Here's a tip from your ol' AntiM: if you're one of those people who has two (or three or twelve) projects going at a time (possibly because you have a short attention span, possibly because you're industrious, possibly because you want to knit all the yarn and all the patterns and this is the only way you see this happening), don't toggle between a linen stitch and a k1p1 rib. You may lose your ever-lovin' mind. You should see the tragic message I sent to the Yarn Harlot the day I did this. Nobody has time for that kind of whining, but I don't have knitty friends, so I had to piss and moan in the general direction of someone who might feel my pain.

[SUMMARY: I knit.]

Anyway...

Very little sock (plus cat for scale)... ...some yarn my nephew got me, kinda scarfy



That's "very little sock" as in "I have knit very little of this sock," rather than "This will be a teeny-tiny little fairy sock. Look! It's almost done!"

My nephew picked out the yarn all by himself. It think it was very brave of his mother to take him (a four-year-old at the time) to a yarn store that, while I love it, it doesn't love kids. That yarn has been sitting for two years while I try to figure out what to do with it. I don't know if you can see it, but it goes from thick to thin and back again -- I tried to do the linen stitch trick with it (since it's variegated, don't ya know), but it ends up looking like a six-fingered, mentally challenged person knit it at day camp. All uneven and lumpy and stuff. So I decided on a simple garter stitch scarf.

Those last two items have something in common: I took their pictures yesterday afternoon and frogged them all the way back to yarn balls before Book Club (yes, I finished the book, yes I provided snacks. Good ones. All is right with the world). I decided to do the Feather and Fan socks from "Socks Socks Socks" because I've seen some lovely results with the dreaded variegated yarn on that particular pattern. I decided to make fingerless gloves or gauntlets with the Nephew Yarn.

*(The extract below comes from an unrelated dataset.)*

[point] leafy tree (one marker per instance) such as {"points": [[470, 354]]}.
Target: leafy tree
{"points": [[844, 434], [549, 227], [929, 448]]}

I've never frogged a project unless there was something to fix via the frogging. I heaved a deep sigh as I pulled the first of the needles, fear and loathing in my heart, but it turns out it's a lot of fun and kind of liberating to undo a whole whack of knitting. And the power! Oh, the power! "Ha ha, tiny knitting projects! Bend to my will! Quake before me for soon you may be nothing more than fibre in my hands!"

I'm a dork.

I'm a dork with clean sidewalks.

[SUMMARY: I am dork enough to think ripping several hours' worth of knitting back is worth blogging about.]

**FOOTNOTE (unasterisked): Have y'all noticed I have no idea how to punctuate around parentheses? And I'm not even consistent in the mistakes I make? I figure if I do everything I can think of at least once, I'll get it right at least once in every round. It's a good thing I don't knit that way. Besides, a friend once told me you can pretty much skip everything in parentheses when you're reading, so I figure you can pretty much skip good grammar practices. Parenthetically.

ALSO... I did a bunch of editing in HTML because stuff looked wrong and I couldn't un-wrong it from the Blog View for Dummies. I'm a genius. Still a dork.